- CEO’s Weekly Newsletter
- 07 Aug 2020
In one of my interactions with a CHRO, the discussions centered around skills for the leaders. While discussing the several skills that HR leaders should develop, the question then centered around the most important skill that a leader should possess. While the usual candidates such as accountability, integrity, empathy, and other related skills, we were not satisfied with this. We researched finding that one quality that limits the potential of a leader. (so rather than listing out the essential skills., we tried to see what limits potential). Because human potential is infinite. We went back to several behavior models and to understand the most important quality that limits leadership potential. The work done by Sandford Professor Robert Sapolsky is fascinating in these areas. Professor Sapolsky is a biologist who warns that Categorical Thinking may lead to leadership failure. Categorical thinking is one that, based on the data one extracts from the environment, establishes categories in which practically everything that surrounds us fits. In many ways, humans are machines that process large amounts of data and categorizes. This limits the human potential in an enterprise in a very big way. The big side effect of Categorical Thinking is compression. Not being able to see the full learning potential of an enterprise is a very big negative side effect of Categorical thinking. The experiment that Professor Sapolsky conducted that in a visual spectrum of colors – different languages arbitrarily split up the visual spectrum differently. (for example where the visual spectrum changes from blue to green). This is fascinating research.
Let us look at what happened to Blockbuster. Once a dominating chain and where the family visited almost like a ritual every week, it does not exist anymore. Blockbuster was a victim of categorical thinking. Blockbuster never realized they were in the Entertainment industry and could not think beyond one form – DVDs. Human Resource Leaders should set very lofty goals for Reskilling. Our research shows that only 20% of the Enterprises have done something meaningful in this area. Categorical thinking limits the learning potential of employees. Our research shows, not having enough entry-level roles could be the reason why we leaders are forced to resort to categorical thinking. Let us say you are training a business analyst in Python.Post-training completion, we still have to give them six months to be able to decide the effectiveness of training. It may be beneficial to create a variety of indices to administer this. Of course, when you index something, you have to be careful. The London A level grade confusion that took place two weeks back is a great example of what not to do in Indexing
With summer exams scrapped, youngsters for A-level were graded using scores predicted by their teachers – which were then sent to exam boards to be standardized in a bid to ensure results would be in sync with those from last year. This standardization resulted in the biggest Students vs. Algorithms protests. The biggest challenge, as described by the Royal Society of Statistical Institute, was that the indices that went into the algorithm were not thought through. If a school is historically performing low, the algorithm believed that a student from that school should be downgraded. As we migrate towards an algorithmic world, this is very critical to understand. But not all algorithms or indices are bad. That is what was prove in the Africa COVID Vulnerability Index. The index assesses seven kinds of vulnerability for 751 regions in 48 countries. The overall index (CCVI) is made up of seven themes: age, epidemiological factors; fragility; strength of health systems; population density; socioeconomic factors, and access to transportation and housing. Today, this index is used for coordinated action. This Indexing is very useful from a utility standpoint. At Draup, we focus quite a bit on developing these indices. (Reskilling Propensity Index, Opportunity to hire index, and several other location indices are useful in this journey). It may be helpful to design and develop several indices for your internal views as well.

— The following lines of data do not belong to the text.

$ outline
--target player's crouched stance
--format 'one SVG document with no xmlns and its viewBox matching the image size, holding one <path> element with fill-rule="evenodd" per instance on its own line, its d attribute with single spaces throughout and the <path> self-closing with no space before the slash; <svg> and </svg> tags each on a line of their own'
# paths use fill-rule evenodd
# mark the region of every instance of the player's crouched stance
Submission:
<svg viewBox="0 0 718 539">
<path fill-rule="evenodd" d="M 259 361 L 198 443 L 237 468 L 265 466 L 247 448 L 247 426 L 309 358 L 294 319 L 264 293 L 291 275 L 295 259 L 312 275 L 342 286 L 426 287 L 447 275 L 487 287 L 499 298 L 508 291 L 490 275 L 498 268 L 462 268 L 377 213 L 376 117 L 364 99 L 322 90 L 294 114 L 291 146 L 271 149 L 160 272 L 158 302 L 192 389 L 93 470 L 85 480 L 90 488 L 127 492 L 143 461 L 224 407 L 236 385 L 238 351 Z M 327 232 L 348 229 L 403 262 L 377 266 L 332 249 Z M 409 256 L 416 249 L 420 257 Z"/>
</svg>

One of the most impactful studies we are working on is around the functional evolution of the job roles. What we expected out of a job 2 years back is dramatically changing within each domain. The Business Analyst role has rapidly evolved from tick-the-box & sourcing specific requirements to assisting in aligning & driving organizational strategy, with an opportunity to deliver real business value. In the data economy, this is natural to expect. While many companies claim to understand this, when we quiz them on what actions being taken around this reality, many draw a blank. Many assets such as Job Descriptions, what we expect at various levels in performance management, and who we hire for these roles, all require an overhaul. Enterprise world is moving towards a world where the cost centers are becoming profit centers. Some of you may know this, but the AWS cloud service was started for internal use. Once they realized how powerful this is, they started commercializing by selling to other companies. Like this, if you, as Human Resources, have figured out how to hire niche talent, you may offer this as service to other companies as well in the future. This is becoming a very interesting possibility as everything is in an agile and modular way. (assuming you have technical systems in place). While there are lower complexity tasks, there are truly no lower complexity roles anymore. Understanding this will help you focus on all your Organization Design efforts quickly.
Several firms have realized that leadership training is as critical as training technical resources in the Digital transformation journey. We have collected a lot of data across enterprises.